September 10, 2014 | Source:

CBRE Inc. Hawaii finishes major office renovation in Honolulu

CBRE Inc. Hawaii, one of the largest commercial real estate firms in the state, has completed a renovation of the office space at its headquarters in Downtown Honolulu that has been reduced in size by 30 percent and is now a 100 percent free-address environment, where no one has an assigned office or workstation.

The “Workplace 360” initiative, which also is being done at two dozen other CBRE offices around the world this year, aims to support the way employees work today and in the future through enhanced flexibility, mobility, technology, wellness and productivity.

CBRE’s 51 Honolulu employees have their choice of 12 different ways of working, depending on their activities and needs, including height adjustable workstations, standard wrap-around desk workstations, huddle rooms, offices-for-a-day, focus rooms, conference rooms, open team areas, touchdown spaces and a RISE cafe in the heart of the office.
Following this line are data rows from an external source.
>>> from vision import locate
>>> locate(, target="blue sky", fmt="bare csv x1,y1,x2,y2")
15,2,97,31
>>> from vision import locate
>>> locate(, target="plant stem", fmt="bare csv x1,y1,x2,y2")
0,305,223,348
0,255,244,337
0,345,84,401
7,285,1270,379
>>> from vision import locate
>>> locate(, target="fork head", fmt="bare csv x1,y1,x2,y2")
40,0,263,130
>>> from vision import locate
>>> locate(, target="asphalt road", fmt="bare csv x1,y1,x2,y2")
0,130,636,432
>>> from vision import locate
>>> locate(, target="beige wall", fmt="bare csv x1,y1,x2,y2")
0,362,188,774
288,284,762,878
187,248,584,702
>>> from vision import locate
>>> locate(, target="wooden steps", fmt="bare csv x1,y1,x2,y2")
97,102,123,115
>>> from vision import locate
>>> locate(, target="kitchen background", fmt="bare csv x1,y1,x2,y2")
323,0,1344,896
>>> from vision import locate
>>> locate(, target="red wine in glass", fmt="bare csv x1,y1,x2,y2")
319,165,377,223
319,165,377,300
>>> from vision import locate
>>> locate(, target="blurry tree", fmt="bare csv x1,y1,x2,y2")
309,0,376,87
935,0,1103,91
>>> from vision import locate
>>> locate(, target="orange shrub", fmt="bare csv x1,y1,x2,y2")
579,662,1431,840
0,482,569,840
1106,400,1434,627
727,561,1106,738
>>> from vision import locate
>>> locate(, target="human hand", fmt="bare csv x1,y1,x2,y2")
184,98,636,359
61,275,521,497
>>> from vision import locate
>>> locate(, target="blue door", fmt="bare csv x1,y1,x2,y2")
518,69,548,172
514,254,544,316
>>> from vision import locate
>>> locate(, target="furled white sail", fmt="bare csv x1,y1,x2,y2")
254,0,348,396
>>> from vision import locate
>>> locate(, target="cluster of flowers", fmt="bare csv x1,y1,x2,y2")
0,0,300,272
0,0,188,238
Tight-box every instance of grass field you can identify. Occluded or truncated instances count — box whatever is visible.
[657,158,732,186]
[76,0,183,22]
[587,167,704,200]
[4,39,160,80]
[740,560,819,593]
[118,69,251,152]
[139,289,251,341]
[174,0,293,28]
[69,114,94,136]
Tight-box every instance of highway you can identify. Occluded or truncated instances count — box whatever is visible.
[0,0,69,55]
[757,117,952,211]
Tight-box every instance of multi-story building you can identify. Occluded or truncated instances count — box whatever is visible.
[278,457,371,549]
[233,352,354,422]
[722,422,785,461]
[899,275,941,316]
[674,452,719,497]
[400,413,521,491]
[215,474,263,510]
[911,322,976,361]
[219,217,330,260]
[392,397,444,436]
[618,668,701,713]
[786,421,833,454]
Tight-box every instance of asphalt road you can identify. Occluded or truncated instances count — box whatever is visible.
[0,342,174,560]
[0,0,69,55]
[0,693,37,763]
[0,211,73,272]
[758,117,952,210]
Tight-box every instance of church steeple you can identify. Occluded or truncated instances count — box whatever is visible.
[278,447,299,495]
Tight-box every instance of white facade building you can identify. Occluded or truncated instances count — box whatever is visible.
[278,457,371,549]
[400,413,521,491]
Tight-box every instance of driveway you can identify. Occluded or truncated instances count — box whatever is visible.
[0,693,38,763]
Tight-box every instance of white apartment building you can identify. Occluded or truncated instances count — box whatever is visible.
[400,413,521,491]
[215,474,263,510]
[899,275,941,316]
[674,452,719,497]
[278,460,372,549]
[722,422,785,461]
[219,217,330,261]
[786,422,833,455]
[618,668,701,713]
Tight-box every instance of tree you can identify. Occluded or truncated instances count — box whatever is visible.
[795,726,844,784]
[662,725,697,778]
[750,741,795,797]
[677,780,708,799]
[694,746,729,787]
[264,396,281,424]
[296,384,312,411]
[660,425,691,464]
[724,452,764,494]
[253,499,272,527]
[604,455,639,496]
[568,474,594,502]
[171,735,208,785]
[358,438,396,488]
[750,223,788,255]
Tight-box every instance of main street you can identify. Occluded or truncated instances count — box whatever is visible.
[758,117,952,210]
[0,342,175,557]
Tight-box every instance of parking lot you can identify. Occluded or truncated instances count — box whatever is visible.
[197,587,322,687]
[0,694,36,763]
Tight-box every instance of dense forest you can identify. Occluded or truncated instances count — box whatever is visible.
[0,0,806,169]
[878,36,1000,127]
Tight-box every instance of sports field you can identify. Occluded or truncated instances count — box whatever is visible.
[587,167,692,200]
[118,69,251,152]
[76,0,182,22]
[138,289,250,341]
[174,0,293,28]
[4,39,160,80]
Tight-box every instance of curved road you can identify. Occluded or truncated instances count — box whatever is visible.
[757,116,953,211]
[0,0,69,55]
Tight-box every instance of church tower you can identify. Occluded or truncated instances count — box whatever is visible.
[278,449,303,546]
The office also allows the company the ability to grow by an additional 16 percent.

The company’s new office space, which is on the 18th floor of the Pauahi Tower of Bishop Square at 1003 Bishop St., has been cut by 30 percent and now encompasses a total of 8,900 square feet.

Additionally, the office is now a paperless environment.

Based in part on research that shows that office workers spend about half of their time working with others and the other half spent working alone, CBRE said its Workplace360 initiative provides a flexible way of working and a system of places, technologies, and protocols that allow for choice based on an employee’s changing needs and preferences throughout the day.

“Our new office in Honolulu epitomizes a leading workplace platform and serves as a real world example for our corporate clients in the Hawaii region,” Kim Lord, senior managing director of CBRE Inc. Hawaii, in a statement. “Because we are living this model ourselves, we are able to provide our clients with greater insights and counsel as they think about and reimagine their own work environments.”

Honolulu firms Group 70 International and J. Kadowaki worked on the design and renovation of the new space.